For Thirteen Lives, production designer Molly Hughes was tasked with building a set based on the Tham Luang cave system in Thailand. The challenge was creating a flooded cave system tight enough to be realistic, but large enough to fit the actors and cameras. Directed by Ron Howard, the film is based on the true story of the Thai soccer team trapped in a flooded cave, and the brave volunteer rescue divers who saved them. Although the event was highly documented, there was little documentation of the cave system, so Hughes instead focused on what would work best for the story. Early on in the production, the actors decided that they wanted to do the dives instead of stunt doubles.
DEADLINE: What was the process of rebuilding that cave?
MOLLY HUGHES: It’s interesting, because we had so much research of the people, right? This is an event that was seen all over the world and there were so many photographs. There were so many journalists there from all over the world, so two years later you have access to photos upon photos upon photos, but what you don’t have is photos from inside the cave, because there was no visibility. So, there are a few photos of the entrance and a few photos, probably of an interior chamber or cavern, but that was kind of it. A lot of people didn’t realize this, but we built the entrance and the stairs as well and the base camp was built.
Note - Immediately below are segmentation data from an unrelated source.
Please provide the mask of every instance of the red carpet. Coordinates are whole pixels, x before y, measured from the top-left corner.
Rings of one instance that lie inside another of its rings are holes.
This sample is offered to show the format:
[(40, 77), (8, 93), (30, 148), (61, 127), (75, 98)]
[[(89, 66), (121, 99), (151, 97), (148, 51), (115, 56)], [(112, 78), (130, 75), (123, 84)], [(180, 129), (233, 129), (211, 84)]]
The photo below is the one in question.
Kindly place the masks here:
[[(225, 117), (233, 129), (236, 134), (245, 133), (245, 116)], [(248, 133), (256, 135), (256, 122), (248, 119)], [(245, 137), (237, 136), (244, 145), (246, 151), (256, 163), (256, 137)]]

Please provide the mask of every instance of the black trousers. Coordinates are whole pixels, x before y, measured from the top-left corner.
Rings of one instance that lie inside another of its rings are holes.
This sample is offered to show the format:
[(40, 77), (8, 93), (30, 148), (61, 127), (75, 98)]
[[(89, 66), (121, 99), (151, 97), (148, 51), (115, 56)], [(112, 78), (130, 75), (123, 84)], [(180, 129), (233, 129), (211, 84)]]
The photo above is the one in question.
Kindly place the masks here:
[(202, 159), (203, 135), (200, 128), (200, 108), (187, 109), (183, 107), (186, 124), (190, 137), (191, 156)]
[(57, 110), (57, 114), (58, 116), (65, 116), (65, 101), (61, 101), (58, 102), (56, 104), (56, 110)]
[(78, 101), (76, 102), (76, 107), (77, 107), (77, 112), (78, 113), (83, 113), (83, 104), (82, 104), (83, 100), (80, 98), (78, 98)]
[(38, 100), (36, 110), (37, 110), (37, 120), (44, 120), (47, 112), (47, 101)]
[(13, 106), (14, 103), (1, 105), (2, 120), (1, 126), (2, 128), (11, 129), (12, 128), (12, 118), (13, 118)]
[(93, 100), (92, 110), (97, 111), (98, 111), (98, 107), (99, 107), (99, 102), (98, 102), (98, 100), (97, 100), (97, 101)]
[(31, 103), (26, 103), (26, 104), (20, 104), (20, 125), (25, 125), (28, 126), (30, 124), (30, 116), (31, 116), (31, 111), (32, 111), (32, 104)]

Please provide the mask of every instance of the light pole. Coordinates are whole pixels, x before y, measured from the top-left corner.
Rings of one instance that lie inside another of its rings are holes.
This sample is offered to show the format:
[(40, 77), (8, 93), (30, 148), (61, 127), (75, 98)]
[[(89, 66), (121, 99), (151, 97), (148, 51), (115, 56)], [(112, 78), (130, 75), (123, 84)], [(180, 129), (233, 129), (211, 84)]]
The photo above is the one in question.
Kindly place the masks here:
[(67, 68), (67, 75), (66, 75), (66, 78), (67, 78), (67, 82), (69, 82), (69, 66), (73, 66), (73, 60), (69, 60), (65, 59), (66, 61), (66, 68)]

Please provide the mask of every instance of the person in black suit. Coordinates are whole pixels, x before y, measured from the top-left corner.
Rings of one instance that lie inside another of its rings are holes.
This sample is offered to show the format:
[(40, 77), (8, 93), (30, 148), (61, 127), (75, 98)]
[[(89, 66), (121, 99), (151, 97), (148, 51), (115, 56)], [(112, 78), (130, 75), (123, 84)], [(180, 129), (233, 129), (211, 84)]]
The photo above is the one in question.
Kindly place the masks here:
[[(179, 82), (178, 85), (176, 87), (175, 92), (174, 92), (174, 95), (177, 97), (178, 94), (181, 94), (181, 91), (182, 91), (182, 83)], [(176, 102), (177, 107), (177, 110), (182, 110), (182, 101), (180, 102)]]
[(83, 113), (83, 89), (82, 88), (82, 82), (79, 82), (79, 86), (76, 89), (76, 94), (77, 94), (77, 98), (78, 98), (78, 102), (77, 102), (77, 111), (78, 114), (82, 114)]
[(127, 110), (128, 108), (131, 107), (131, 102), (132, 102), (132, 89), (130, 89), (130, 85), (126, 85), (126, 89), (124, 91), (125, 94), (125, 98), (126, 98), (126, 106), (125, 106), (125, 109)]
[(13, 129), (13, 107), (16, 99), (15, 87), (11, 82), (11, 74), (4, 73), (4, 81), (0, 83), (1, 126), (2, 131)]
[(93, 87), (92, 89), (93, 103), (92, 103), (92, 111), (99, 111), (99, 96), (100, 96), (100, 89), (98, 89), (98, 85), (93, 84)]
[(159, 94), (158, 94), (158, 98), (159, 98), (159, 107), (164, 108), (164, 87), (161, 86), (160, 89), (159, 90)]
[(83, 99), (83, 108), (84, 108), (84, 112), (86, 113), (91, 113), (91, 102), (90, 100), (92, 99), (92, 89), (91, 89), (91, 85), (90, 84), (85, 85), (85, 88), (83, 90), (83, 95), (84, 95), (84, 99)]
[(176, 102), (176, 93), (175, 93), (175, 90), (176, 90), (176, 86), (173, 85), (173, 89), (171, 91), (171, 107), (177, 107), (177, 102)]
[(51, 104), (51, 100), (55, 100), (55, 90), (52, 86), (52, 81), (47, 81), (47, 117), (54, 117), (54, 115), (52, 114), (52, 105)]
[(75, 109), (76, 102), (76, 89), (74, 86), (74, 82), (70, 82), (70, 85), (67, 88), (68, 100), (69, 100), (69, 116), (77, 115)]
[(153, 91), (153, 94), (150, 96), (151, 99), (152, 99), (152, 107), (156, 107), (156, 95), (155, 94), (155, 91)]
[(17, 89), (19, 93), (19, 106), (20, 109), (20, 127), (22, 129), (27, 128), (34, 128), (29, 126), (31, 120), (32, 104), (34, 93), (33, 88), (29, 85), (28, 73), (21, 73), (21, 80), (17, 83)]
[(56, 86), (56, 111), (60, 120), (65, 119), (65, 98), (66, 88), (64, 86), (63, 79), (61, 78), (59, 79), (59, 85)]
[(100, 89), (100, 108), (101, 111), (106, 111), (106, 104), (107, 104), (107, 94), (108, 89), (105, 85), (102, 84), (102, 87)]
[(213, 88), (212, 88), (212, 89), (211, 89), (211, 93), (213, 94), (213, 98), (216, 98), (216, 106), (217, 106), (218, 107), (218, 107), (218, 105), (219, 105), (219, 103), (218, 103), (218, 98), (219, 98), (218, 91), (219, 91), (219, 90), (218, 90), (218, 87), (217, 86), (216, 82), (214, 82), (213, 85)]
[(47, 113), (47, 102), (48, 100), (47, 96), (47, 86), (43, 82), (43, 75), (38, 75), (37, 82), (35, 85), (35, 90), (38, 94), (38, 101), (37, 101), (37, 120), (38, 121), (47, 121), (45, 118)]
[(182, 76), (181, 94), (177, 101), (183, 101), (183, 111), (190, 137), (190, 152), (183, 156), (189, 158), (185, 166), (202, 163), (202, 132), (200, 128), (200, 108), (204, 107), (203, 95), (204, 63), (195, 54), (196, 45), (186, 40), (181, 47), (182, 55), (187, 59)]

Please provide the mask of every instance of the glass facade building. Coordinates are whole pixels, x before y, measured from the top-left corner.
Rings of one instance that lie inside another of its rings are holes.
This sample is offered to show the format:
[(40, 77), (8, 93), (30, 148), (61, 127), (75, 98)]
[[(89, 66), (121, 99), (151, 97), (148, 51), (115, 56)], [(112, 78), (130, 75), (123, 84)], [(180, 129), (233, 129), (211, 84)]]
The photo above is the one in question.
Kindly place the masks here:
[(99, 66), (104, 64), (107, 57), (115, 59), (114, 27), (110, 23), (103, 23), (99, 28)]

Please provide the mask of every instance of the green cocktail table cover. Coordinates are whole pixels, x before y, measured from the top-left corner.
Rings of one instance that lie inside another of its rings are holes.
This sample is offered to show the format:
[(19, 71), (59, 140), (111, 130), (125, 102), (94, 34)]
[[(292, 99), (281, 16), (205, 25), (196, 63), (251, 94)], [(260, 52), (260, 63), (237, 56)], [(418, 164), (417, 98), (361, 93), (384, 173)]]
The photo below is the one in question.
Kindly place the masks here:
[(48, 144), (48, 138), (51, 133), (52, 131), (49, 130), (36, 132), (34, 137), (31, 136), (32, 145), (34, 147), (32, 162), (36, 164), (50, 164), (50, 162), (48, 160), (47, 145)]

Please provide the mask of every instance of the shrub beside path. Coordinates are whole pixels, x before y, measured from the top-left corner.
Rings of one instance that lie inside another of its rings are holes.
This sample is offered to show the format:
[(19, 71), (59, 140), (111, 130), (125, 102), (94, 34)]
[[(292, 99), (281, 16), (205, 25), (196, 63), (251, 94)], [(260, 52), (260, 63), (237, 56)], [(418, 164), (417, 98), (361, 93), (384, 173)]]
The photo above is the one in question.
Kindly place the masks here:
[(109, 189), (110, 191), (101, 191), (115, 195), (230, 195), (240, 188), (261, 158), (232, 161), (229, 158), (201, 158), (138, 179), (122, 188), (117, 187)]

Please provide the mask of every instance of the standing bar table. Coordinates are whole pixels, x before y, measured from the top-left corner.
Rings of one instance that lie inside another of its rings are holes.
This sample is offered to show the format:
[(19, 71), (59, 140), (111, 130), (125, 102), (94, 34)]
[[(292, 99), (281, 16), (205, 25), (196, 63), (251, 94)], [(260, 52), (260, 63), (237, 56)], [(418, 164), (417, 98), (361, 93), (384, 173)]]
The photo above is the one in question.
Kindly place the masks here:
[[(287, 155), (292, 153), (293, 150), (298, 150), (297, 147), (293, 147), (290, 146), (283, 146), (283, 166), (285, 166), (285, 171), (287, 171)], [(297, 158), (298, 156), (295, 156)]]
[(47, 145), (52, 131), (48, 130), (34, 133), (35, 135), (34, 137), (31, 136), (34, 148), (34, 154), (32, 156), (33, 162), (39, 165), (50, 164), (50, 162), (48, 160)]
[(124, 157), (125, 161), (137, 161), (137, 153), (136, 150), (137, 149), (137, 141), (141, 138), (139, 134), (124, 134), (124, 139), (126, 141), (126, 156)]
We had so much freedom because we were starting from scratch, so I was able to orient the cave entrance so that it worked for our script and for the way scenes transpired. In a way, there was a lot of freedom in that design, which was actually pretty great.
DEADLINE: How do you create the chambers in a way that allows the cameras to film?
HUGHES: That was probably the biggest challenge. Once we found our location for the exterior, we got that engineering process underway and started drawing that. Then we moved on to this challenge of how we build these underwater sets so they can be accessible and interesting. How do we shoot in what’s supposed to be the dark? So, we started with what happens when Saman dies and what happens when Chris loses the line. We needed a moment where Chris loses the line and he gets lost. So, a tunnel full of stalactites seemed like an appropriate place for that, because it’s confusing and you can’t tell which direction you’re going. So, I designed this long tunnel, It was about 90 feet long, with an area in it where the line could get so high that he couldn’t reach it. You had to think about height and all those things, and then with an area that had enough space so cameras could be on the left or the right or above looking down.
The tunnels all had camera ports in them, or five feet of the side missing on one or two. One of them was 90 feet long, and the whole side was out so it was flat. It was called the long flat tunnel, creatively, and it was so flat that you had to go on your stomach and the child either had to be beside you or in front of you in places, and they were never below you, which was how they wanted to carry them, ideally, in the taller spaces. So, in those spaces, the camera could be on the side. Now, one thing occurred as the lead actors decided they wanted to do their own stunt work, which happened pretty soon into the film process. They were handed a camera, so then as they got more comfortable in the water, you’d have Colin holding a camera himself, swimming horizontally through, and that really helped get some great tight footage within the space. But it really was about them. They were really willing to go for it. And we had this amazing stunt team, an incredible dive team, who would just let me push boundaries.
DEADLINE: When you were first building the sets and planning everything, did you expect the actors to decide to do their own stunts?
HUGHES: No, we were prepared for doubles in those areas. But part of my design is also face masks, picking the right face masks and making sure you could see the actor’s faces through them. We ended up with these clear masks that all had clear sides on them so that the light could get through, and you could see their faces. So, we needed these moments and it was scheduled to make sure you could get moments, reactions on the faces, and then there would be doubles, which you could never see their faces. And I think the actors intuitively realized it would be so much better if it was them and there would be so much more footage to use for the audience to be right there and see who was going past.